What do we do as Christians when circumstances careen out of control, and we no longer understand what is going on? As followers of Christ, how do we react when the confidence we have in our faith is shaken? What happens when our theology and what we believe about God is called into question in a moment’s time? How do we develop the backbone of steel needed to take us through these times?

The underpinnings of faith lead us in one of two major directions: to give up or to be resilient. Resilience is the term we use when people bounce back from horrible experiences. Resilience is the grace to remain strong after going through something that almost breaks you.

So how do we find that resilience? How can we prepare to be resilient before life’s unexpected setbacks hit us in the face? As we’ll see, the answer begins and ends with faith.

A Two-Sided Coin

Faith has two sides. The faith that Jesus woos us to is much deeper than the easy belief system that says, “I believe in Jesus” but doesn’t truly follow Him. It’s more than believing in mystical formulas that satisfy our every whim and smooth over every rough patch. The faith Jesus invites us to live is a journey that includes rough patches and difficult choices.

The latter is the faith recorded in Daniel 3, where we find the famous story of Shadrach, Meshach and Abednego. Though they lived in pagan Babylon, a nation that worshiped multiple gods, these Hebrew children loved the living God and refused to compromise their faith in Him. Babylon’s King Nebuchadnezzar had built a golden statue of himself and ordered everyone to bow down and pay homage when certain music played. But Shadrach, Meshach and Abednego refused to honor an idol to any god or man, no matter the consequences.

And the consequences were great. The Hebrew children were brought before Nebuchadnezzar, who offered them one last chance to bow down when the music played. He warned that if they didn’t, he would heat a furnace seven times hotter than usual and have them thrown into it. Despite the king’s threat, Shadrach, Meshach and Abednego stood firm. Their response, recorded in Daniel 3:16-18, should cause even the faintest of heart to rise up with courage: “King Nebuchadnezzar, we do not need to defend ourselves before you in this matter. If we are thrown into the blazing furnace, the God we serve is able to deliver us from it, and he will deliver us from Your Majesty’s hand. But even if he does not, we want you to know, Your Majesty, that we will not serve your gods or worship the image of gold you have set up” (emphases mine).

Faith is like a coin with two sides. In verse 17 we see one side of faith. Shadrach, Meshach and Abednego had confidence and were absolutely determined. They knew God was able and willing to deliver them. So often when Christians pray, they waver between opposing beliefs. They say things like: “Well, I know that God can heal me, but I’m not sure He wants to.” “God is able to put my marriage back together, but I’m not sure He wants to.” “I know God can reach my kids, but I’m not sure He wants to.”

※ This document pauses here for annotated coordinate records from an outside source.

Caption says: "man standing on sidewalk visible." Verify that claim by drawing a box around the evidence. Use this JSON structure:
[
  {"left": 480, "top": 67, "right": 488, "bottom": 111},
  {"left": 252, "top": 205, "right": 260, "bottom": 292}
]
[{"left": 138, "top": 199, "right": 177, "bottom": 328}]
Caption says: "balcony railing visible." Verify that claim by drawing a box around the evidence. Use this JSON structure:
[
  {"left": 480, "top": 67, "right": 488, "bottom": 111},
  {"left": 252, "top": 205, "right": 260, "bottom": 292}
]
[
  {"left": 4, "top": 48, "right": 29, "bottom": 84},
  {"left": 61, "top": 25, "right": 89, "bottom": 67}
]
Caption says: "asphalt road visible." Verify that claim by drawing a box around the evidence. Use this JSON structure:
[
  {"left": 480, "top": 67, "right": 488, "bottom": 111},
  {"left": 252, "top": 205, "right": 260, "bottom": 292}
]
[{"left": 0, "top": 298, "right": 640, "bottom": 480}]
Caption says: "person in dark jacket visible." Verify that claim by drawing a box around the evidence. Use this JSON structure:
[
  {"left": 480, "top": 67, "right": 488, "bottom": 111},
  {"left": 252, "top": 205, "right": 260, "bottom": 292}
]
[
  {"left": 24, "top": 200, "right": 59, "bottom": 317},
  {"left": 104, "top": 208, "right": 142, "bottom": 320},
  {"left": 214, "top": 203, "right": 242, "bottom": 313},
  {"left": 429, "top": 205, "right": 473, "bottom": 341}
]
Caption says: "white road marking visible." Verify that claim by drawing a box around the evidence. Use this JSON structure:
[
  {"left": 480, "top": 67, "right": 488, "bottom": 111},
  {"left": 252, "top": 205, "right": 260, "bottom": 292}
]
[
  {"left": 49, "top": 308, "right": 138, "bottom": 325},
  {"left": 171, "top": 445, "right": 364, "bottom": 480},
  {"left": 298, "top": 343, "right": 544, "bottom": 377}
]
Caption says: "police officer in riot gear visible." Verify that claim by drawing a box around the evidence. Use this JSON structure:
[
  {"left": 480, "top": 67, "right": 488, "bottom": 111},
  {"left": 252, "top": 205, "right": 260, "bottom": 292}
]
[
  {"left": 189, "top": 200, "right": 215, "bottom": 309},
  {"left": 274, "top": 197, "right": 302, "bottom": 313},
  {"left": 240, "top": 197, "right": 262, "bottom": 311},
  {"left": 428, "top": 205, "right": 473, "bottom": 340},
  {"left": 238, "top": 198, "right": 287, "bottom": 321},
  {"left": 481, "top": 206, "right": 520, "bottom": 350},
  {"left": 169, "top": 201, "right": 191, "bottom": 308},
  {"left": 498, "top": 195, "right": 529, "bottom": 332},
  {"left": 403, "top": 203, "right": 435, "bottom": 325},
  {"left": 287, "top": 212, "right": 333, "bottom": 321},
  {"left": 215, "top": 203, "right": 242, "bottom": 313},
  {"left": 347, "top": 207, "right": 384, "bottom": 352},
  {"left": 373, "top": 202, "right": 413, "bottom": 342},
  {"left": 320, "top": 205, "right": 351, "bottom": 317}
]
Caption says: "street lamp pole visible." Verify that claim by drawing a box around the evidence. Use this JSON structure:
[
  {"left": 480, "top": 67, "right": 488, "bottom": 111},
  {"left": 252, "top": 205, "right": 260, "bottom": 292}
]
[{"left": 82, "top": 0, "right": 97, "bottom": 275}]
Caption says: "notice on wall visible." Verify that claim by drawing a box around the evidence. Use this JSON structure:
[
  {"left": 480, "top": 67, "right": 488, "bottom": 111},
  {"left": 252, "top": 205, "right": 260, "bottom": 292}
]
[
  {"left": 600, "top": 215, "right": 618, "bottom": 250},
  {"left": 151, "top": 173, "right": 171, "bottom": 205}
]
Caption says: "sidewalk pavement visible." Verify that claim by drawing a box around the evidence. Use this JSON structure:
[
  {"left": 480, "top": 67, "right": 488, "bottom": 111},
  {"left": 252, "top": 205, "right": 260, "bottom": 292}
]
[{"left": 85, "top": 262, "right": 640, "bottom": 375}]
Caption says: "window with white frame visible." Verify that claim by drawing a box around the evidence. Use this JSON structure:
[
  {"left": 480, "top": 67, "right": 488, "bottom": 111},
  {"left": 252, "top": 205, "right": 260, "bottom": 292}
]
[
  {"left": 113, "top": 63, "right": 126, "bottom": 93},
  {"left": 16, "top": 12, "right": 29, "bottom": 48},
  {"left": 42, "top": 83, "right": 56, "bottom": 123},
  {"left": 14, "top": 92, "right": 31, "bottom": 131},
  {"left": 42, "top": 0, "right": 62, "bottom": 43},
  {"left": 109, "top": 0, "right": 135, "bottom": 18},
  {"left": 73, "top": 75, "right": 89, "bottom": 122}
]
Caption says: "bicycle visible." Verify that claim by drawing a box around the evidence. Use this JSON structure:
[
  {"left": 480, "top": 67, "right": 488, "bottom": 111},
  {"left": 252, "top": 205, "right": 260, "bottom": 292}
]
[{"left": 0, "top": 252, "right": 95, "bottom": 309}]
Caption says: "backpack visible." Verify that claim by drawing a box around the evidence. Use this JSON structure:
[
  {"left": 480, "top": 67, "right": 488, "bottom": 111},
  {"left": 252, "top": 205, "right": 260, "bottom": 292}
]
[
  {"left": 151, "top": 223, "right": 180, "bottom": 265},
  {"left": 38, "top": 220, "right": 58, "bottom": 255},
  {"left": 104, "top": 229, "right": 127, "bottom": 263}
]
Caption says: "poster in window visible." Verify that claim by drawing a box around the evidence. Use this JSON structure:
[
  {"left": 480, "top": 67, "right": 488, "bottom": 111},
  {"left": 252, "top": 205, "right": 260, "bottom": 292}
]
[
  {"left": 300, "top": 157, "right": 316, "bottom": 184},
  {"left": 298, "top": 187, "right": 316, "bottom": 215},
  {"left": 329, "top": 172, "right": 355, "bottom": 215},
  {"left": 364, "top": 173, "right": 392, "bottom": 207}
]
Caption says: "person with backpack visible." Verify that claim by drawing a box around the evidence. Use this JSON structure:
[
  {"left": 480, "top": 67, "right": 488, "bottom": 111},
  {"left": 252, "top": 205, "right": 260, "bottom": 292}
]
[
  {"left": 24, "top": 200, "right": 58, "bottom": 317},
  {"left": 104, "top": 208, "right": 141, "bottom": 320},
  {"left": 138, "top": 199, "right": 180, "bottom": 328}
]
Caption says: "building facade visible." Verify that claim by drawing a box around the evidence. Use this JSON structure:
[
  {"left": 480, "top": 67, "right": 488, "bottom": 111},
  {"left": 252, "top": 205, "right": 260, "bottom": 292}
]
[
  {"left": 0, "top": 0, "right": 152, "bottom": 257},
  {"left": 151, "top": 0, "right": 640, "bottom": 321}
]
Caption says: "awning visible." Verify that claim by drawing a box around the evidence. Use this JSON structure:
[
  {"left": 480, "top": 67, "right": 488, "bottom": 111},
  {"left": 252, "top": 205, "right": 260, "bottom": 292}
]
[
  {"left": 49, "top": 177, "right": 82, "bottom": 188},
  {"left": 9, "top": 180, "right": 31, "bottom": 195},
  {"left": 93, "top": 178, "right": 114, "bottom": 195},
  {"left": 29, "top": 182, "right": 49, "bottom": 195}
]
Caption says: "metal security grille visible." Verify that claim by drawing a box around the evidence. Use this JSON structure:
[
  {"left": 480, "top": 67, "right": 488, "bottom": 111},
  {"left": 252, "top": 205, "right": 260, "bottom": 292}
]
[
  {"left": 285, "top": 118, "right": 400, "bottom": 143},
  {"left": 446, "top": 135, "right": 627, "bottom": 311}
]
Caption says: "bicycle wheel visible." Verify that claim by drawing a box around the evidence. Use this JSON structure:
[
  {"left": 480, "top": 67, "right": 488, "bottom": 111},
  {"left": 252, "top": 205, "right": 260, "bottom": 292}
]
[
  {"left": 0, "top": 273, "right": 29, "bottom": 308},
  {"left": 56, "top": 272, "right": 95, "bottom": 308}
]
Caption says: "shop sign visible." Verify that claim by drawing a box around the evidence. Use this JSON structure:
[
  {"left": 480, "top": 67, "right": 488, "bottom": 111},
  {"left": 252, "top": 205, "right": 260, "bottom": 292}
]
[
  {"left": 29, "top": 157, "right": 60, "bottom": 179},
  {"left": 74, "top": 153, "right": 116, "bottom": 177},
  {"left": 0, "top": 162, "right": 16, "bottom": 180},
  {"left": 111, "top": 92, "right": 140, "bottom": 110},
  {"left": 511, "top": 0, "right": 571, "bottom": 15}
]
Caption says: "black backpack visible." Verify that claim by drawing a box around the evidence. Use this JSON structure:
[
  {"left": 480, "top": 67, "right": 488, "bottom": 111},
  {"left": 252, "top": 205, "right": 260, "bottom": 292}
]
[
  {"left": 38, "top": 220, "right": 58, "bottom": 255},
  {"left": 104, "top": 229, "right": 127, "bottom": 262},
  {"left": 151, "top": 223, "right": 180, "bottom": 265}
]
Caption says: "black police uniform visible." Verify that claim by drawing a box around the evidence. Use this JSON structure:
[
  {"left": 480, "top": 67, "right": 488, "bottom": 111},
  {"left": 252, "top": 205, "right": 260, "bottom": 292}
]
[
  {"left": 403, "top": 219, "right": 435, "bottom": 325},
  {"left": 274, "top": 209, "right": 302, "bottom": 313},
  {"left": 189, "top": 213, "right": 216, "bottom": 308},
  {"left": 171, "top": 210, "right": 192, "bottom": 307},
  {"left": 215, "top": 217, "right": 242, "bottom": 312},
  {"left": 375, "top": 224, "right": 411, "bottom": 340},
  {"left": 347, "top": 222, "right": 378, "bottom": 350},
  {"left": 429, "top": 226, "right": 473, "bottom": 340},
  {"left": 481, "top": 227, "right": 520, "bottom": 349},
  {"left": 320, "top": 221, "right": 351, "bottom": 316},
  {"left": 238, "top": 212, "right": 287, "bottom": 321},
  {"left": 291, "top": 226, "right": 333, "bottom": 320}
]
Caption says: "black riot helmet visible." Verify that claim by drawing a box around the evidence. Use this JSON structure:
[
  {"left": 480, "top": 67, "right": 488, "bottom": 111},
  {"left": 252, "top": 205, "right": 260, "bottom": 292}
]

The Hebrew boys had no such doubts. They said, “God is able, and He will deliver us.” They spoke with their shoulders back, their chins held high, knowing God was on their side. This is the kind of confidence we ought to have. This side of faith says, “God can and will deliver me.” When we go to God in prayer for a financial need, a healing need, a relational issue, or on behalf of the nations, we ought to pray and ask without doubting. “Since we know he hears us when we make our requests, we also know that he will give us what we ask for” (1 John 5:15, NLT).